Prime Minister K P Sharma Oli made a rather worrying statement on Monday. Addressing the inaugural function of 16th annual general meeting of Confederation of Nepalese Industries (CNI) in Kathmandu, he said domestic sugar mill owners betrayed him by raising the sugar price exorbitantly and creating a shortage of the item in the market after the government restricted imports in line with their request. They tricked me, he said. Indeed, the sugar mill owners seem to have cheated him. As the prime minister himself admits, these owners told him that “their stocks of sugar were so high” and requested him to impose the import restriction, which when enforced, resulted not only in sugar shortage in the market but also raised the sugar price exorbitantly—from around Rs 70 to Rs 105. Clearly, they were cheating not only the prime minister but also the general consumers.
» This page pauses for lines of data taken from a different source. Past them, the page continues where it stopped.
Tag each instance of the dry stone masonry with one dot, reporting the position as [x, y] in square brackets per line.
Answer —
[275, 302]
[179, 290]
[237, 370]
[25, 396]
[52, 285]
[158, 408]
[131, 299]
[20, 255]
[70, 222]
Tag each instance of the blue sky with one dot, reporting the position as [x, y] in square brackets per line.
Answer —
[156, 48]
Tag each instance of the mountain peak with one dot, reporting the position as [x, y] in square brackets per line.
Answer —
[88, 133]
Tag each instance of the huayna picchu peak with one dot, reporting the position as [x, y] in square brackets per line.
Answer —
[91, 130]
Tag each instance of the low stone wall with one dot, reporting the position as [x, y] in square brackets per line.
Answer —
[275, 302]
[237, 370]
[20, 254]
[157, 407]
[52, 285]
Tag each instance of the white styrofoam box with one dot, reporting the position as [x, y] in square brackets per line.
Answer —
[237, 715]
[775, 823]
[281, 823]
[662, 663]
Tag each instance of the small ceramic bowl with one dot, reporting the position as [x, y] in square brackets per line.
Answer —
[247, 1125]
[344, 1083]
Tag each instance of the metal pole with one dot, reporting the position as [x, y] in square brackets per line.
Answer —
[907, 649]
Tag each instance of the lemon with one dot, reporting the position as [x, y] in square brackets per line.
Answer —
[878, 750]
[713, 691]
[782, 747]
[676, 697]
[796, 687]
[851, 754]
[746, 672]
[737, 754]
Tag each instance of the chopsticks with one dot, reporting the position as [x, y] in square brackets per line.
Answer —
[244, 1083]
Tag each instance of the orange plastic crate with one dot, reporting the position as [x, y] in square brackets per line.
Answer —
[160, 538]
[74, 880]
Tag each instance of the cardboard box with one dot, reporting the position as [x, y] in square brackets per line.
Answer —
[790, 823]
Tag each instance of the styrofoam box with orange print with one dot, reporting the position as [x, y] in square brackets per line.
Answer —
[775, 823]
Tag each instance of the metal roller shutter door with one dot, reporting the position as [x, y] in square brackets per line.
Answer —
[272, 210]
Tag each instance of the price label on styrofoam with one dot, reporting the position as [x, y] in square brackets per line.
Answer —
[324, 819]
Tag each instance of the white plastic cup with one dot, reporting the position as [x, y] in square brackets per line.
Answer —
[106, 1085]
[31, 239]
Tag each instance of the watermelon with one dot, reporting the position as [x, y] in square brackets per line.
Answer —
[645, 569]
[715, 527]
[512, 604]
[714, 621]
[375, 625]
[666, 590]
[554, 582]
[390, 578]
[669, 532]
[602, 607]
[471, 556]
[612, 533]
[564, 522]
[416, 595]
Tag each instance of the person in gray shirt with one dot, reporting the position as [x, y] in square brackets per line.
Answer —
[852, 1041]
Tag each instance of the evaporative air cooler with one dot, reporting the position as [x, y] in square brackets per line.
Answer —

To address the demands of sugar mill owners, the government in September last year decided to restrict sugar imports to 100,000 tons, following which imports came to a halt, leaving the market to rely on supplies from domestic sugar mills. The mill owners had promised not to raise the price as a condition for the import restriction but they did not keep that promise. As a result, there was scarcity of sugar and artificial price hike on the eve of the festive season.
While the PM’s revelation shows how business nexus feeds him with wrong information to fulfill their vested interests, it also raises question about prime minister’s own decision making capacity and the experts who advise him or whom he listens to. How are the common people to understand this? Prime Minister has appointed experts to advise him on political issues, economy and foreign affairs. The main responsibility of these advisors is to make proper study of the situation, dig deep beneath what is reported, consider repercussions of every decision the prime minister is likely to make and advise the prime minister accordingly. And prime minister is supposed to take decisions based on, but not limited to, the advice offered to him by his experts. In the sugar mill owners’ case, either his advisors may have failed to caution the prime minister or the PM himself may have taken the decision without considering possible consequences. The result is what we see today.
The case of being ‘tricked’ by the mill owners should serve as a cautionary tale to the prime minister and his cabinet ministers. One of the reasons the government has not been able to deliver as per its promises and commitments, as the public perception goes, is that these ministers are often surrounded by vested interest groups who approach them through the cadres to get their jobs done. This has far-reaching consequences and we come to know about it only after the damages have been done. Thus on every decision the prime minister makes—from domestic politics to economy to international relations—he should weigh pros and cons, consider every repercussion and figure out whether it serves the best interest of people or that of select groups. That interest groups trick the prime minister or prime minister himself allows to be tricked does not, at all, serve the interests of the people and the nation.